3. Preparation of activated magnesium oxide using magnesium sulfate waste liquid
Under mechanical stirring conditions, add lime milk with a concentration of 15%-25% to the magnesium sulfate waste liquid, adjust the pH value to 12-13, stir and react for a period of time to obtain a mixed precipitate of magnesium sulfate and magnesium hydroxide, and then add As soon as the precipitate is put into the micro-pressure reaction kettle, the pressure is controlled at 2kg-6kg, carbon dioxide is passed through it under stirring conditions, and the carbonization time is 1-3 hours. After filtration, a magnesium bicarbonate solution is obtained, and the bicarbonate solution is obtained under heating and stirring conditions. The magnesium solution is pyrolyzed to obtain basic magnesium carbonate precipitate. The pyrolysis time is 1-2 hours. Finally, it is filtered, washed, dried, and calcined at 950℃-1000℃ for 4-6 hours to obtain active magnesium oxide. This method has the advantages of simple process, high production efficiency, high magnesium yield, low cost, and environmental friendliness. It can achieve reasonable utilization of magnesium sulfate waste liquid and at the same time provide a new method for magnesium sulfate treatment.

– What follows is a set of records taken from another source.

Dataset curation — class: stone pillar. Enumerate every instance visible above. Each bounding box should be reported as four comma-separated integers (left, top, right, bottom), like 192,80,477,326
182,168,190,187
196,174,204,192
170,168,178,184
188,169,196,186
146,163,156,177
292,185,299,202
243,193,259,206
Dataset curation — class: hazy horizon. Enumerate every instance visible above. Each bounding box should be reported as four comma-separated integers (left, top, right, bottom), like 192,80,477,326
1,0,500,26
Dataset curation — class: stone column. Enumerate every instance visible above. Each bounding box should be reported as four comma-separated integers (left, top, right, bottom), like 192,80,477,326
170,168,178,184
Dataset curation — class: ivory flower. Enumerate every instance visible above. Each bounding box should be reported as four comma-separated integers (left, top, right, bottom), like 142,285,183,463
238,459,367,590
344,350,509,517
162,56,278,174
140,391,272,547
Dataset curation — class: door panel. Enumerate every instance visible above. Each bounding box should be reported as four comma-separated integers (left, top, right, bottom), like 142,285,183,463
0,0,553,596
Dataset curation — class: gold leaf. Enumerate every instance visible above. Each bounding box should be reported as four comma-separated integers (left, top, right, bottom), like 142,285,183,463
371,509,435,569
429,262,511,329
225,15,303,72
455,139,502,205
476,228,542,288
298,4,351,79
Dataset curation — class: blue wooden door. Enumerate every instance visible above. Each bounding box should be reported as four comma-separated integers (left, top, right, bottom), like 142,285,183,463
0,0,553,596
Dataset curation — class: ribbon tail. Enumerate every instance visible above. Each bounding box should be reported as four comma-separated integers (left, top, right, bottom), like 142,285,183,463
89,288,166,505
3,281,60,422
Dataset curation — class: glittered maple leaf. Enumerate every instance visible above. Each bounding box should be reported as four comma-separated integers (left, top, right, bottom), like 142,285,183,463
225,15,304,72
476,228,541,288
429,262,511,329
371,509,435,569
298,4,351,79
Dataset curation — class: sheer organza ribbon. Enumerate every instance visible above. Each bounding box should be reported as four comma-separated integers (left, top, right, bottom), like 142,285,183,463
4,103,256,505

4. Magnesium sulfate heptahydrate produces magnesium carbonate and magnesium oxide
Due to the development of boron magnesium ore, a large amount of magnesium sulfate heptahydrate is also produced as a by-product during the production of boric acid, so the development and utilization of magnesium salts is necessary. The reaction between magnesium sulfate heptahydrate and ammonium bicarbonate produces basic magnesium carbonate, which is then calcined to produce light magnesium oxide. Light magnesium oxide is widely used in industries such as rubber, plastics, medicine, food, and electronic ceramics. Therefore, the production of light magnesium oxide from magnesium sulfate has certain value.